Наметив скалу метрах в пятнадцати позади, я осторожно отстегнул лямку тяжелого рюкзака, вскочил, быстро сбросил рюкзак и помчался к скале, каждую секунду ожидая пули в спину. Стрелял Хатенов, стреляли и немцы. А я кубарем скатился по склону под скалу.

Хатенов продолжал стрелять короткими очередями. Фашисты, видимо, засели метрах в шестидесяти. Четверо наших бойцов лежали без движения. Чтобы дать им возможность отойти, я начал длинными очередями обстреливать точки, из которых вели огонь егеря. Трое бойцов где перебежками, где ползком стали отходить к скалам. Один так и остался на склоне, в стороне виднелся его автомат.

Обстрел прекратился. Среди скал, за кустами рододендронов, появились две каски. Казалось, сейчас можно было расквитаться за погибшего товарища, но подвел автомат: заело забитый землей затвор. В этот момент ко мне подполз один из бойцов и протянул винтовку. За кустами мелькала уже только одна каска. После моего выстрела каска исчезла...

Подошла остальная часть нашей группы. Фашисты молчали. Было тихо и справа от меня, где находилась группа лейтенанта Сали.

Хатенов с частью своих людей пошел влево, в обход позиции егерей. Вскоре там послышались выстрелы, и я поднял бойцов. Перебежками мы приблизились к скалам. А когда поднялись на них, то увидели, как под огнем Хатенова и его бойцов к перевалу бегом отходил десяток егерей в зеленых куртках. Туда же пытались пробраться несколько егерей с левой седловины. Мы тоже начали стрелять по отходящим, и они залегли за крупными камнями: то ли хотели выждать удобный момент для отхода, то ли решили отсидеться здесь до вечера.

До перевала оставалось метров четыреста. Оборонявшие гребень егеря вели себя довольно смело - поднимались во весь рост, спокойно прохаживались по гребню. Но после нескольких очередей из ручного пулемета два гитлеровца, взмахнув руками, исчезли, а остальные стали осторожнее.

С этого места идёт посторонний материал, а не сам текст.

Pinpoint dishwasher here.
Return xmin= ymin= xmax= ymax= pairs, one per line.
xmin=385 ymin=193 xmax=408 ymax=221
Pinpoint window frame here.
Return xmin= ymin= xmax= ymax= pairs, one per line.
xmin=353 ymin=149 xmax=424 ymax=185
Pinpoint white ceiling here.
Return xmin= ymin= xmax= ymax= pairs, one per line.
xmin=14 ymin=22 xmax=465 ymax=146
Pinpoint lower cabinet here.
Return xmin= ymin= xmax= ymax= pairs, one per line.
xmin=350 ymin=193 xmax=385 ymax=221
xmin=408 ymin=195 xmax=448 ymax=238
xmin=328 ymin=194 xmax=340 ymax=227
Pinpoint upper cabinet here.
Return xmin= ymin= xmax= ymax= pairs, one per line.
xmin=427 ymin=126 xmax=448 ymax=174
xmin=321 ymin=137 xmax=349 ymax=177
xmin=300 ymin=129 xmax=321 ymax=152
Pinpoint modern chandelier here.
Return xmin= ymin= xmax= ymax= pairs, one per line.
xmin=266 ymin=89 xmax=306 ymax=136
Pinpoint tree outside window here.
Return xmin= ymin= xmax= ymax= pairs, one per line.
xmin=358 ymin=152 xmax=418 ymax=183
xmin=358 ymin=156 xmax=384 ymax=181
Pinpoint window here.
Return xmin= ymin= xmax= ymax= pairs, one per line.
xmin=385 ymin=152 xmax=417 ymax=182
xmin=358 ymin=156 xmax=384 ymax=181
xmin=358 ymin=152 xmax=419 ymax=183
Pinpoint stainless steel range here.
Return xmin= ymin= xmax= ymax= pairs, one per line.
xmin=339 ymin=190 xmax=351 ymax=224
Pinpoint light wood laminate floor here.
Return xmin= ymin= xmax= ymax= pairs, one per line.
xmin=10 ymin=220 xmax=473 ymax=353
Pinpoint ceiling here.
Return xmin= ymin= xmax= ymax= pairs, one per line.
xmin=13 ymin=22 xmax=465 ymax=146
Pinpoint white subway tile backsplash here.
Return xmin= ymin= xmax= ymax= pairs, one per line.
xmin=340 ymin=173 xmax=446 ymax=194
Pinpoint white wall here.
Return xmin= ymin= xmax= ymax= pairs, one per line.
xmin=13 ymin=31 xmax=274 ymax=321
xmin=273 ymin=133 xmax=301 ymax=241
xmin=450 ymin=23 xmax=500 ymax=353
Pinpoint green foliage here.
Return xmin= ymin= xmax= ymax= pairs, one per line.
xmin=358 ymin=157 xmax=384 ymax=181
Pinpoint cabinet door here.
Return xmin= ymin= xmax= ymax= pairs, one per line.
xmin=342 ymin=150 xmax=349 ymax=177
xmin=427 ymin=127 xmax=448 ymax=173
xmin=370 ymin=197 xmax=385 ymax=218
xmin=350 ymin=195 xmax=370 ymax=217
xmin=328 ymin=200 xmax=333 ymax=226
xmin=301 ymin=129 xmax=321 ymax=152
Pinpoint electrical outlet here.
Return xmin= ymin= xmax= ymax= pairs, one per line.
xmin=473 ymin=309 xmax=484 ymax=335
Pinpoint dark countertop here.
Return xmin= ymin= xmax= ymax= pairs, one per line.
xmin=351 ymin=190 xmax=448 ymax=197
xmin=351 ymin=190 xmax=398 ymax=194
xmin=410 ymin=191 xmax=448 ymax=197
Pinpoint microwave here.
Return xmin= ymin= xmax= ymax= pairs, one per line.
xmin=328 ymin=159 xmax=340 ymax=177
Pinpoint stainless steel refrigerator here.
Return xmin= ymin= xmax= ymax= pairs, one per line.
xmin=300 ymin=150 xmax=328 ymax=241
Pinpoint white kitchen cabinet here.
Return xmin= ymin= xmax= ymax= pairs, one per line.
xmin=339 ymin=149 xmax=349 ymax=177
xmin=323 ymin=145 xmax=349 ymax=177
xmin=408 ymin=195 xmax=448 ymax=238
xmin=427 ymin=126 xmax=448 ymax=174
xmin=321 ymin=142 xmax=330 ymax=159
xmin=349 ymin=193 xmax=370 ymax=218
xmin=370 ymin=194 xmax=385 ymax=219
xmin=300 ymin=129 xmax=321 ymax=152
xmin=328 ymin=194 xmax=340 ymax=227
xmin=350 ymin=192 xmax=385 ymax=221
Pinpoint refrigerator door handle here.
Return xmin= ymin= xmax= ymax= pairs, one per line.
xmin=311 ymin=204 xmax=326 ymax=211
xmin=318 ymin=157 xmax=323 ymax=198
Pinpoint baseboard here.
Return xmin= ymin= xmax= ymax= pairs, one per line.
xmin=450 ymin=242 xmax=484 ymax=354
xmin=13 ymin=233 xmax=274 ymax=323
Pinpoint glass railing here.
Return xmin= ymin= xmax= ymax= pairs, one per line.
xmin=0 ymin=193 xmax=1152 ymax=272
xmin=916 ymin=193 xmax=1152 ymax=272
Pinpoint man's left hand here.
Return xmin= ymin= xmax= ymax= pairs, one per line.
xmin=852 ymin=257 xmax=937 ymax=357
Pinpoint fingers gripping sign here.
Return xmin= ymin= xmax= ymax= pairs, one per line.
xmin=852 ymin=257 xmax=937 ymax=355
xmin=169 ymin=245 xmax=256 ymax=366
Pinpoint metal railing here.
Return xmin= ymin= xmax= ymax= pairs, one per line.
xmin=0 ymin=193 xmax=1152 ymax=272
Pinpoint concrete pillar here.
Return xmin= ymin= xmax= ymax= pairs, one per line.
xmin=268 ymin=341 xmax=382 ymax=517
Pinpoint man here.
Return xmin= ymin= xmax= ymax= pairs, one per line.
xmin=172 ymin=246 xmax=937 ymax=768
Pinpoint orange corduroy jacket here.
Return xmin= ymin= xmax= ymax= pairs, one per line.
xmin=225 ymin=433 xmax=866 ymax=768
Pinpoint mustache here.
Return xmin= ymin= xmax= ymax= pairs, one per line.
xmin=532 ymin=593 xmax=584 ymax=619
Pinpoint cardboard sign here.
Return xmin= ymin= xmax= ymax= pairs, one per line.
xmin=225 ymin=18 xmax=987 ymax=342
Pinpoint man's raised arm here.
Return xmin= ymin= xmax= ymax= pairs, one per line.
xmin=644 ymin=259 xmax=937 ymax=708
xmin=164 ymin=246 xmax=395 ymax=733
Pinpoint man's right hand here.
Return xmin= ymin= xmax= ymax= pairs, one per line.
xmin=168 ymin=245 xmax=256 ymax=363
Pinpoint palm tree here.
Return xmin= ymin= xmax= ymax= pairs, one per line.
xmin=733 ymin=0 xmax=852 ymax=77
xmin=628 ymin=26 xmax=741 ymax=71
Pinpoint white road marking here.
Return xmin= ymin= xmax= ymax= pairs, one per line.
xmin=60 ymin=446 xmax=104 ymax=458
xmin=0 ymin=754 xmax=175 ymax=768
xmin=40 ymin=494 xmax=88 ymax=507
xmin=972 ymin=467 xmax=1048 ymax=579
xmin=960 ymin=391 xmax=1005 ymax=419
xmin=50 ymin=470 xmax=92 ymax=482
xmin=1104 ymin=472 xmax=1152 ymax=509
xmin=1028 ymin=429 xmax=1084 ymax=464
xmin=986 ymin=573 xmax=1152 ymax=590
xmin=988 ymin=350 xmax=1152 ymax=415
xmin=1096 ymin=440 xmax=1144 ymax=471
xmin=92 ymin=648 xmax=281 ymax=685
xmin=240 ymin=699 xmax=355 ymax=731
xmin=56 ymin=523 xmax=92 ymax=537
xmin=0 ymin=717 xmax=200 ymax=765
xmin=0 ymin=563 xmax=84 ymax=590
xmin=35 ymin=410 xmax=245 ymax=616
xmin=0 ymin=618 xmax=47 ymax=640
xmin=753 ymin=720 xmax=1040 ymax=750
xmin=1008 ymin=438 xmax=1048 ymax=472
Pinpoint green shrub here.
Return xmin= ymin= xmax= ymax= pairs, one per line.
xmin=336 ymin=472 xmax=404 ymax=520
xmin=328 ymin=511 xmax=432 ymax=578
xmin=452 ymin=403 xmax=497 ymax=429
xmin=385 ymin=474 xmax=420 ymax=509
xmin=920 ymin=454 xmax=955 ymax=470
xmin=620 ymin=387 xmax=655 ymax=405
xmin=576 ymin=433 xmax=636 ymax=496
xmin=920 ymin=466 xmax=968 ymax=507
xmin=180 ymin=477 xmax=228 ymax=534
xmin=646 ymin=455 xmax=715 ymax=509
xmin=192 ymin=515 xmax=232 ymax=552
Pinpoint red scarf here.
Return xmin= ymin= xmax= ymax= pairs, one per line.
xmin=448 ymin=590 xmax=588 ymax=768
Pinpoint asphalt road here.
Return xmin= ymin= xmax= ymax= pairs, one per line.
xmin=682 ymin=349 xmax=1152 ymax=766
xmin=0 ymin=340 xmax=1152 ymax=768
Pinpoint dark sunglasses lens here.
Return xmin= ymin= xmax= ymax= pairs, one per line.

Рубеж у нас был хороший: мы видели оборону врага почти на всем ее протяжении, подходы к перевалу и, изучив их, могли начать наступление. Однако в тот момент силенок у нас оказалось маловато: для активных действий можно было использовать только сорок человек, остальные прикрывали тыл и были расставлены по цепочке связи. На перевале же находилось не менее роты егерей. Особенно беспокоил меня наш тыл. Фашисты могли спуститься в ущелье Гвандры и с других, более удаленных от перевала районов гребня. Если же учесть, что там осталось всего несколько бойцов, то нас могли легко окружить и уничтожить. Обо всем этом я послал подробное донесение в штаб дивизии. Срок намеченных совместных действий с частями дивизии миновал, и теперь надо было ждать новых указаний.

Наступила ночь. Выставив боевое охранение с ручными пулеметами на открытый склон, мы с Хатеновым возвращались к основной группе, когда со стороны ущелья надвинулась гроза. Почти всю ночь лил дождь. Бойцы укрывались в расщелинах скал, но к утру все сильно промокли и промерзли.

За ночь фашисты, видимо, забыли об опасности и утром опять стали расхаживать по гребню. Но огонь наших пулеметов разогнал их. Правда, я не разрешил много стрелять: неизвестно было, когда к нам подойдет подкрепление, которое доставит боеприпасы.

Солнце освещало склоны с нашей стороны, и мы в деталях могли изучить рельеф, что было просто необходимо для разработки плана штурма перепала.

Три седловины были видны теперь совсем близко. Левая представляла собой, очевидно, ложный перевал и вела через верхнюю часть бокового гребня в ущелье Гвандры. Вчера там были егеря, но к утру они, видимо, ушли на центральную седловину. Вот эта седловина и являлась, по существу, участком понижения гребня и имела многочисленные скальные зубцы -" жандармы". К ней вела 300-метровая осыпь. Слева от нее поднималась довольно высокая скальная вершина, изрезанная желобами и кулуарами, забитыми снегом. Справа виднелась небольшая скальная вершина, а дальше гребень опять резко понижался. Там и лежала основная седловина перевала, через которую шла тропа, находившаяся справа от нас внизу на склонах. Мы предполагали, что основные силы противника и их огневые точки, оборудованные из обломков скал, располагались именно в центре, перед нами. Правда, основная седловина перевала была не видна нам, ее закрывал травянистый гребень. Конечно, и там противник держал оборону. Это настораживало: ведь гитлеровцы могли скрытно спуститься оттуда ц зайти нам в тыл.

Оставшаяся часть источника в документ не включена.